Coulomb screening and electronic instabilities of small-diameter (5,0) nanotubes

TL;DR

This paper studies how Coulomb interactions and phonon-mediated effects influence electronic instabilities in small-diameter (5,0) nanotubes, revealing conditions for charge-density-wave and phase separation phenomena.

Contribution

It provides an exact treatment of Coulomb interactions using bosonization and analyzes the low-energy behavior with renormalization group methods, highlighting environmental effects on instabilities.

Findings

Luttinger liquid becomes unstable with strong charge-density-wave correlations.

Environmental dielectric constant significantly affects the crossover temperature.
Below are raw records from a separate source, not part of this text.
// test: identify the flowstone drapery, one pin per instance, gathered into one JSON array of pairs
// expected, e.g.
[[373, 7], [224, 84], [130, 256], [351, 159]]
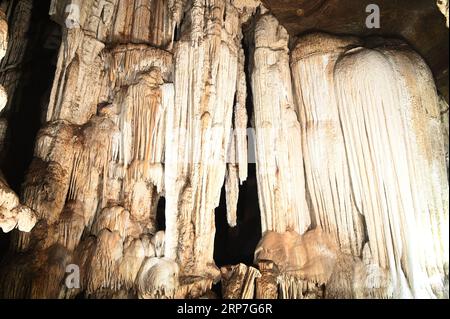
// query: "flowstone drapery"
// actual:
[[150, 105]]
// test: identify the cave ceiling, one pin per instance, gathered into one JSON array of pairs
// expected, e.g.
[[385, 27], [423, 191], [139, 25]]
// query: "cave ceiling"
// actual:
[[419, 22]]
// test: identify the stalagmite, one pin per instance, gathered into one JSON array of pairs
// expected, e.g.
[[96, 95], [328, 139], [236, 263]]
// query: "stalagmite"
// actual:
[[238, 282]]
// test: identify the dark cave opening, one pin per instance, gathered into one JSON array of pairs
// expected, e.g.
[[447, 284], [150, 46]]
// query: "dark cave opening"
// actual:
[[234, 245], [30, 98], [161, 215]]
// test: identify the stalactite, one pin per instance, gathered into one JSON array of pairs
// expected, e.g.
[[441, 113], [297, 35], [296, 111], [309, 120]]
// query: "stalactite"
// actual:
[[368, 111], [150, 101], [331, 203], [206, 73], [12, 213], [278, 156]]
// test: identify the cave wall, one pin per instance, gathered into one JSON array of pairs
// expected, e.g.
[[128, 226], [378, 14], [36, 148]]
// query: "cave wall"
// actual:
[[151, 99]]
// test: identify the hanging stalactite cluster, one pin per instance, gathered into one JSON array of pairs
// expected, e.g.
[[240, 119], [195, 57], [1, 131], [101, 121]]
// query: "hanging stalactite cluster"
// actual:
[[150, 100]]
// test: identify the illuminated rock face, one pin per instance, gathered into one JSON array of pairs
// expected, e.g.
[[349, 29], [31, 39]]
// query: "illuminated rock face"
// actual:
[[150, 100]]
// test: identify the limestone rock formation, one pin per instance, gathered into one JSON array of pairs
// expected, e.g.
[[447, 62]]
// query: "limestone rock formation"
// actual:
[[143, 145]]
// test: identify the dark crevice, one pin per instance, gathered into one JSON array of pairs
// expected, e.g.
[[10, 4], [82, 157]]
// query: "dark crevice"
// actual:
[[161, 215]]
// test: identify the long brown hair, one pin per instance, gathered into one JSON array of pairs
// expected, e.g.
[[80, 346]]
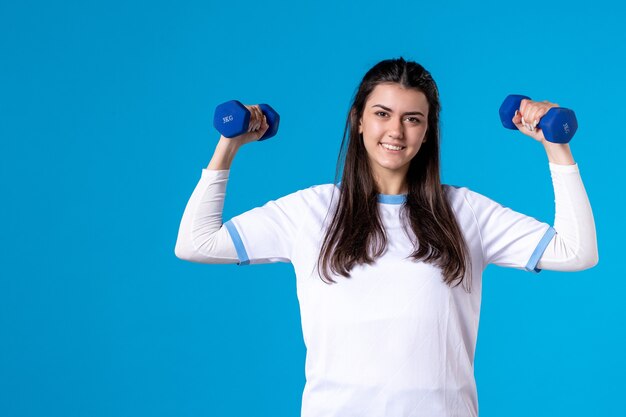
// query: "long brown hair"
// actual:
[[355, 234]]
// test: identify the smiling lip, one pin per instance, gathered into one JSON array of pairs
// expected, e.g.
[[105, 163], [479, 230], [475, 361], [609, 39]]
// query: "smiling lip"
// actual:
[[402, 146]]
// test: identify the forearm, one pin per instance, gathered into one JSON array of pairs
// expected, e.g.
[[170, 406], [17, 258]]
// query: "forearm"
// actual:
[[574, 247], [224, 154], [201, 235], [559, 153]]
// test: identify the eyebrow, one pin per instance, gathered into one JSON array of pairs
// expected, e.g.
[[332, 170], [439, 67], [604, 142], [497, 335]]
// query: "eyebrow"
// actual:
[[388, 109]]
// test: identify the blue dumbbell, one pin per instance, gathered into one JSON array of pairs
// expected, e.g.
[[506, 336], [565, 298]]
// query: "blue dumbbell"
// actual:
[[232, 119], [558, 124]]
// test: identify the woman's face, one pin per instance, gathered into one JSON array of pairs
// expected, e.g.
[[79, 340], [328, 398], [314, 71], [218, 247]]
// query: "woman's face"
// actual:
[[393, 115]]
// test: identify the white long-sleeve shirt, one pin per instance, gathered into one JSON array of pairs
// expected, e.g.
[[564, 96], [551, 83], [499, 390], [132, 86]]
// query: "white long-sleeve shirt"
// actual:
[[393, 339]]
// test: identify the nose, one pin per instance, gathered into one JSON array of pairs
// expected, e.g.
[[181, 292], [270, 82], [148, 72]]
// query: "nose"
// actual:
[[396, 129]]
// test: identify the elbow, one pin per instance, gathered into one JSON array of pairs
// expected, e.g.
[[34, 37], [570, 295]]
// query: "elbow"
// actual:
[[585, 261], [181, 252], [591, 260]]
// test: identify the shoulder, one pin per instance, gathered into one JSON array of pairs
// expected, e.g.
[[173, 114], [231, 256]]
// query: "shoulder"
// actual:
[[461, 196], [310, 197]]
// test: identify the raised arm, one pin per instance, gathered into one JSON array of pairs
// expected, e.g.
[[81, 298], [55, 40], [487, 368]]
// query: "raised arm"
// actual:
[[201, 237], [574, 247]]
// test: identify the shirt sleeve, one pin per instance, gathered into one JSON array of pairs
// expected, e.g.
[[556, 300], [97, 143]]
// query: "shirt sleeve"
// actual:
[[201, 236], [575, 246], [509, 238], [268, 233]]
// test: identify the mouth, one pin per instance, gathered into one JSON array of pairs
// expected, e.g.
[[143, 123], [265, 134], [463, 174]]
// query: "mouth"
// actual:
[[395, 149]]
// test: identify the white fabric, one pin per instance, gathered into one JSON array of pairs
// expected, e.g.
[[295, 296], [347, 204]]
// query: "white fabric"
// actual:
[[392, 340]]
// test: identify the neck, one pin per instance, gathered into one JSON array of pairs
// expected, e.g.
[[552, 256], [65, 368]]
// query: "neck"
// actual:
[[392, 183]]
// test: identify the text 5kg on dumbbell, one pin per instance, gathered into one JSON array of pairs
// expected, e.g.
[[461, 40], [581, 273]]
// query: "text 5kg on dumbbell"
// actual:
[[232, 119]]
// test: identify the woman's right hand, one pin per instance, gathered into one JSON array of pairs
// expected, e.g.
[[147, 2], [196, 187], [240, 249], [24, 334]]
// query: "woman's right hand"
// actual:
[[256, 129]]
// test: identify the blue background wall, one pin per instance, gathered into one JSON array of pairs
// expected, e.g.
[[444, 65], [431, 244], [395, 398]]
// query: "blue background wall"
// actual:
[[105, 125]]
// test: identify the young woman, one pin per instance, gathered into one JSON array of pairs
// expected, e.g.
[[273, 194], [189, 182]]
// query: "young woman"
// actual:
[[380, 256]]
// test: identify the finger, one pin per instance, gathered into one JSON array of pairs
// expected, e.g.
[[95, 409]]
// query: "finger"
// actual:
[[259, 117], [254, 118]]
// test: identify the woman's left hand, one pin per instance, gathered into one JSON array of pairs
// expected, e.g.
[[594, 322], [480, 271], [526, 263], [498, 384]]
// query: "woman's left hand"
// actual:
[[527, 117]]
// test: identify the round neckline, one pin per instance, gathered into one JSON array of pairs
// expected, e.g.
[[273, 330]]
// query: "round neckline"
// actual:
[[391, 198], [387, 198]]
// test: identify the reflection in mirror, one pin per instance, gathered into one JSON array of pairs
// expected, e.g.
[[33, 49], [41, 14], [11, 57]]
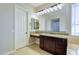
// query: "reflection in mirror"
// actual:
[[34, 24]]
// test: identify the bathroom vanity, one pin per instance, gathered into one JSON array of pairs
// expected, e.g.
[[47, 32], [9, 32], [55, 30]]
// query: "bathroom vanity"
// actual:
[[53, 43]]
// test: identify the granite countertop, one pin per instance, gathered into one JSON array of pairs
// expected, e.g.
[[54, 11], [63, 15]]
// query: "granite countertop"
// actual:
[[71, 39]]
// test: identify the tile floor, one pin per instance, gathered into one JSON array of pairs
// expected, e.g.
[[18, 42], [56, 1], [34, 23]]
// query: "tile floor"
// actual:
[[31, 50]]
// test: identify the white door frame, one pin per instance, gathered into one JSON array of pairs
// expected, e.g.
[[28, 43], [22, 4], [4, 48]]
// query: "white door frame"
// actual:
[[17, 6]]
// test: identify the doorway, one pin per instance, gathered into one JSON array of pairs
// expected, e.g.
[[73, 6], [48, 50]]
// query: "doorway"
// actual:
[[21, 17]]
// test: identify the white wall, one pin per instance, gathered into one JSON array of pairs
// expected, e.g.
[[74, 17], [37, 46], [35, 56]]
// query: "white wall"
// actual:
[[65, 18], [6, 28], [30, 11]]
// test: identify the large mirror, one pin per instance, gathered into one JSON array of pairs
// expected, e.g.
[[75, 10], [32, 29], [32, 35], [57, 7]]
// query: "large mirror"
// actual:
[[60, 20], [34, 24]]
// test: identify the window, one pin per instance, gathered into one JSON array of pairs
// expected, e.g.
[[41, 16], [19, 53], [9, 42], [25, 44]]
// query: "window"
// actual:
[[75, 19]]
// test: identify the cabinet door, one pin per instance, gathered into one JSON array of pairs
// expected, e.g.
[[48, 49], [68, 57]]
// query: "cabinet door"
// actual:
[[61, 46]]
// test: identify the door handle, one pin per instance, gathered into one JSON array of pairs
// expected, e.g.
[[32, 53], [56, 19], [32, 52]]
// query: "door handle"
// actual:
[[26, 32]]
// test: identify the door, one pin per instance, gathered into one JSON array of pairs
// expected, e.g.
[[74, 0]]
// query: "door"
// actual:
[[20, 28]]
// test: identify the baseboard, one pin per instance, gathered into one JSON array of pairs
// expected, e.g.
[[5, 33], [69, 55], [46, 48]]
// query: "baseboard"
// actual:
[[7, 53]]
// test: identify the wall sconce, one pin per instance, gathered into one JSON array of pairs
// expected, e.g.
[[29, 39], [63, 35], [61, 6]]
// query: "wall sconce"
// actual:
[[50, 9]]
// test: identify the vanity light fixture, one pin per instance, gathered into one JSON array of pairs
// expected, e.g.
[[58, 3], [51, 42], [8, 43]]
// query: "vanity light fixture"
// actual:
[[60, 6], [50, 9]]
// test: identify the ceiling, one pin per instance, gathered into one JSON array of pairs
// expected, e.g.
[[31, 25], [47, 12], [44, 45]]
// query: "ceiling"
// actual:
[[36, 4]]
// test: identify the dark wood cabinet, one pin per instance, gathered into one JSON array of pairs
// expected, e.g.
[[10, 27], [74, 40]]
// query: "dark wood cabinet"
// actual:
[[54, 45]]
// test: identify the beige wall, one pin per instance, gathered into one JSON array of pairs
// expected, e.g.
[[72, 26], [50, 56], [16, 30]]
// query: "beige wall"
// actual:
[[6, 28]]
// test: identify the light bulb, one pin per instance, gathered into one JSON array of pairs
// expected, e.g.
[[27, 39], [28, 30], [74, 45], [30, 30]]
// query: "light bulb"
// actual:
[[51, 9], [60, 6], [55, 8], [45, 11]]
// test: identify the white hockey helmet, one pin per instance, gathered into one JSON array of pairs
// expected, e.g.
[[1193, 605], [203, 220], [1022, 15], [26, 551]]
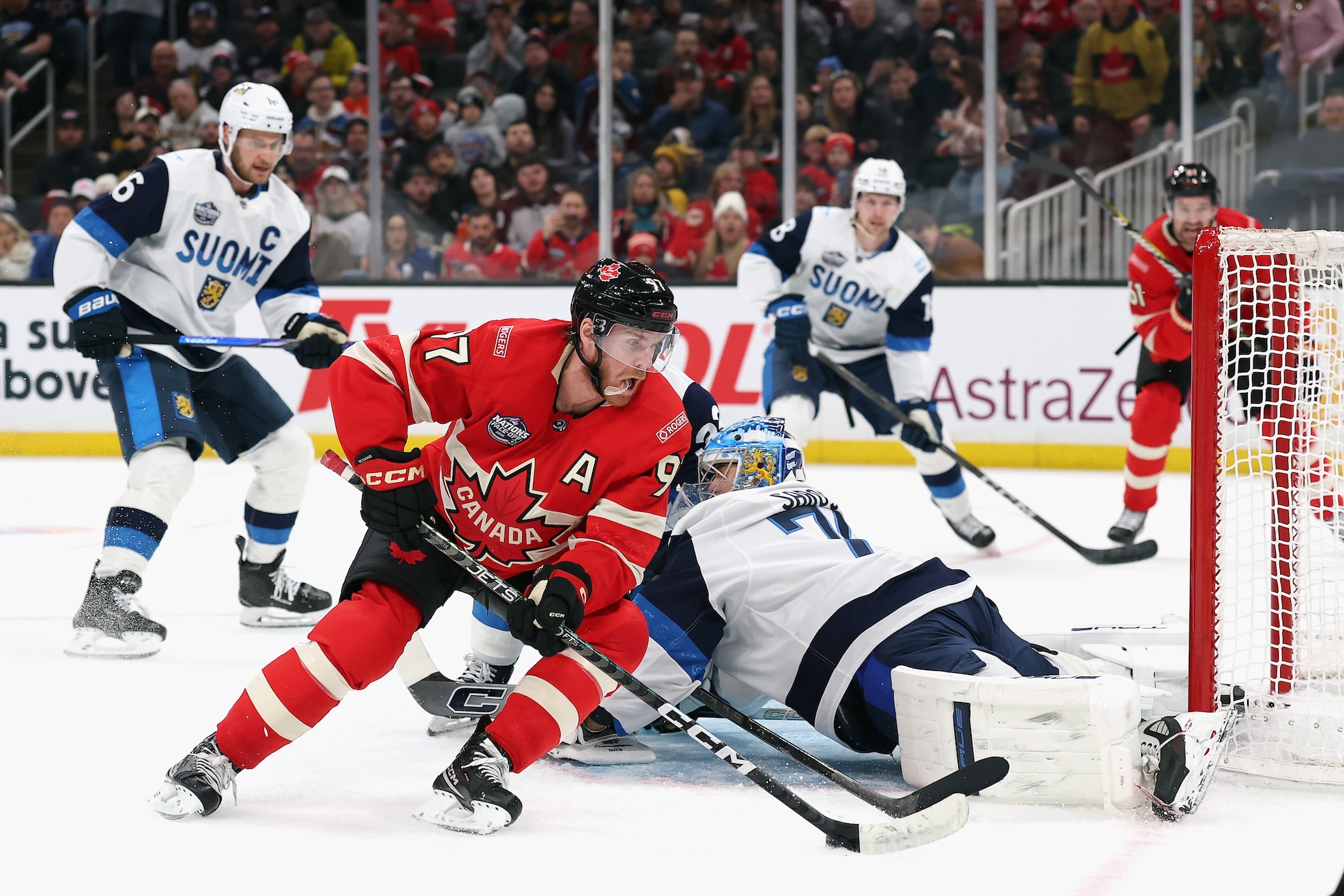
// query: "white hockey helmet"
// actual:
[[253, 107], [878, 177]]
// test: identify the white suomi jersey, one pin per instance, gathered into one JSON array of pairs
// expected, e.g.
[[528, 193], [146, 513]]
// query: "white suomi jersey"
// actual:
[[858, 306], [772, 586], [189, 253]]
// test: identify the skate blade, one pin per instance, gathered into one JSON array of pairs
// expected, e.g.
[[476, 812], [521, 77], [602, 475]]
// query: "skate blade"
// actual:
[[444, 811], [175, 803], [278, 619], [96, 644]]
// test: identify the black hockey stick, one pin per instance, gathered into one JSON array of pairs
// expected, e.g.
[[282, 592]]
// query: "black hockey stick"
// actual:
[[933, 824], [1124, 554]]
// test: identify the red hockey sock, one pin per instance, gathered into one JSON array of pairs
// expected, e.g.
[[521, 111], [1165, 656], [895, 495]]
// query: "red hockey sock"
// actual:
[[560, 692], [354, 645], [1151, 428]]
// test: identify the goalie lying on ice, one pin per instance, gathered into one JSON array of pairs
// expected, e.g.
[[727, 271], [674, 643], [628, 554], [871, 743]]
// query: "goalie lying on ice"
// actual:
[[767, 593]]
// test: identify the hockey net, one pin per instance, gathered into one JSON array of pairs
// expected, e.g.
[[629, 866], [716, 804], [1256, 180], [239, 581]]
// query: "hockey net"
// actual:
[[1268, 496]]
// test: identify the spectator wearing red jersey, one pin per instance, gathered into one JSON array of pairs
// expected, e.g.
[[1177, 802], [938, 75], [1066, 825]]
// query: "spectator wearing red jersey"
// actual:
[[482, 256], [725, 56], [566, 247]]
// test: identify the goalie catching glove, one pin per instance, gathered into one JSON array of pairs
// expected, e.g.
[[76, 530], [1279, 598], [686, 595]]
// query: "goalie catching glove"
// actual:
[[321, 341], [397, 495], [554, 601]]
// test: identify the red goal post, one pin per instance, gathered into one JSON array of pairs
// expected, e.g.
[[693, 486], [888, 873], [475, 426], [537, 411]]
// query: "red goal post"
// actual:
[[1268, 496]]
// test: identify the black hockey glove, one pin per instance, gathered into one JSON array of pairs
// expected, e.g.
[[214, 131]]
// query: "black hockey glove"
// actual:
[[925, 427], [397, 495], [99, 330], [556, 600], [792, 327], [321, 341]]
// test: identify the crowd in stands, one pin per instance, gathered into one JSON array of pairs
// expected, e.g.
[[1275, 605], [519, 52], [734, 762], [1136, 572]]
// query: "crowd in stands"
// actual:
[[489, 130]]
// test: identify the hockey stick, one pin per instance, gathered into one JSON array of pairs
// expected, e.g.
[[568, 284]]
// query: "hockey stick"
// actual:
[[923, 828], [1124, 554]]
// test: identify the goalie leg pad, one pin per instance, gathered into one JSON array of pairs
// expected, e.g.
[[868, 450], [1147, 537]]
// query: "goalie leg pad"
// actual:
[[1068, 741]]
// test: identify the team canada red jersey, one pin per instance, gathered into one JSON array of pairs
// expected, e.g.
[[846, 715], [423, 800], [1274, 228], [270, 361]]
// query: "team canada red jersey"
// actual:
[[1152, 288], [519, 483]]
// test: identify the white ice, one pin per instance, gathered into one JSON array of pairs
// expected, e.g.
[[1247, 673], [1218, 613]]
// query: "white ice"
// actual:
[[85, 742]]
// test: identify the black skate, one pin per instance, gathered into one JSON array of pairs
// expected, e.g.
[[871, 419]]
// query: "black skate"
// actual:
[[112, 623], [272, 600], [197, 785], [471, 796], [1128, 527], [437, 694]]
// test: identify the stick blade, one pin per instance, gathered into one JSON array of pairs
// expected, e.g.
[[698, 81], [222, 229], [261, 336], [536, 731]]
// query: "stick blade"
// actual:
[[933, 824]]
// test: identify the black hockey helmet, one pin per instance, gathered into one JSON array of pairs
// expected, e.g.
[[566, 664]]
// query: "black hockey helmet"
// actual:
[[1191, 179]]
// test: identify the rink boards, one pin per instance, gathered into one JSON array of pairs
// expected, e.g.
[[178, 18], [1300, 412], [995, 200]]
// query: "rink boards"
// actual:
[[1023, 375]]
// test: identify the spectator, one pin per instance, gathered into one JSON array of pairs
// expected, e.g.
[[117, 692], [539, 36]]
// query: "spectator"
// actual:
[[1119, 84], [471, 138], [17, 249], [130, 32], [1245, 34], [304, 165], [354, 155], [954, 257], [339, 214], [708, 122], [404, 257], [566, 247], [501, 52], [575, 48], [330, 49], [186, 116], [670, 165], [397, 52], [528, 206], [554, 134], [725, 56], [651, 42], [118, 136], [163, 72], [72, 161], [646, 213], [263, 58], [482, 256], [967, 138], [202, 44], [60, 212], [862, 44], [538, 69]]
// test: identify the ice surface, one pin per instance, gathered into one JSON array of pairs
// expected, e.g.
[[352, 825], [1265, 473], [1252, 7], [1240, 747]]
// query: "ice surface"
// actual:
[[85, 742]]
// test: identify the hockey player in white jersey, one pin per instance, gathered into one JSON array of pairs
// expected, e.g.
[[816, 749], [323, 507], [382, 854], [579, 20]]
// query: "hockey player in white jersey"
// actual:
[[181, 247], [846, 281], [765, 592]]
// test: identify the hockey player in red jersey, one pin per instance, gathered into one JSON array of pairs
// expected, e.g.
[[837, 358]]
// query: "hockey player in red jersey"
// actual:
[[564, 444], [1162, 312]]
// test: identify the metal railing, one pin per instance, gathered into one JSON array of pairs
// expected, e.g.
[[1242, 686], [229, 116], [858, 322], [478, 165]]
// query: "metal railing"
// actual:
[[1061, 234], [48, 114]]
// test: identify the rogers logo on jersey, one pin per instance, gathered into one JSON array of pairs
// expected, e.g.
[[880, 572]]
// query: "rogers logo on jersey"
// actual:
[[671, 429], [507, 431]]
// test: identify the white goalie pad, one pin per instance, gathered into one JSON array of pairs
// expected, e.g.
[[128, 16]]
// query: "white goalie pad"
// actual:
[[1068, 741]]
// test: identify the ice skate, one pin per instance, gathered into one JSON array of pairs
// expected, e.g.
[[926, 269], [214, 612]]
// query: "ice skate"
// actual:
[[272, 600], [604, 746], [1128, 527], [471, 796], [197, 785], [476, 672], [112, 623], [1181, 756]]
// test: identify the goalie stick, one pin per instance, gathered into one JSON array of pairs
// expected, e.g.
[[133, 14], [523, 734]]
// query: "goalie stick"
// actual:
[[924, 827], [1124, 554]]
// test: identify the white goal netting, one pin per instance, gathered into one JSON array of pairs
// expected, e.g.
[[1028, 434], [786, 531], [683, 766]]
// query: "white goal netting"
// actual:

Large nanotube arrays exhibit phase separation due to divergent compressibility.

Abstract

We investigate the instabilities that may lead to the breakdown of the Luttinger liquid in the small-diameter (5,0) nanotubes, paying attention to the competition between the effective interaction mediated by phonon-exchange and the Coulomb interaction. We use bosonization methods to achieve an exact treatment of the Coulomb interaction at small momentum-transfer, and apply next renormalization group methods to analyze the low-energy behavior of the electron system. This allows us to discern the growth of several response functions for charge-density-wave modulations and for superconducting instabilities with different order parameters. We show that, in the case of single nanotubes exposed to screening by external gates, the Luttinger liquid is unstable against the onset of a strong-coupling phase with very large charge-density-wave correlations. The temperature of crossover to the new phase depends crucially on the dielectric constant $\kappa $ of the environment, ranging from $T_{C}\sim 10^{-4} {\rm K}$ (at $\kappa \approx 1$) up to a value $T_{C} \sim 10^{2} {\rm K}$ (reached from $\kappa \approx 10$). The physical picture is however different when we consider the case of a large array of nanotubes, in which there is a 3D screening of the Coulomb interaction over distances much larger than the intertube separation. The electronic instability is then triggered by the divergence of one of the charge stiffnesses in the Luttinger liquid, implying a divergent compressibility and the appearance of a regime of phase separation into spatial regions with excess and defect of electron density.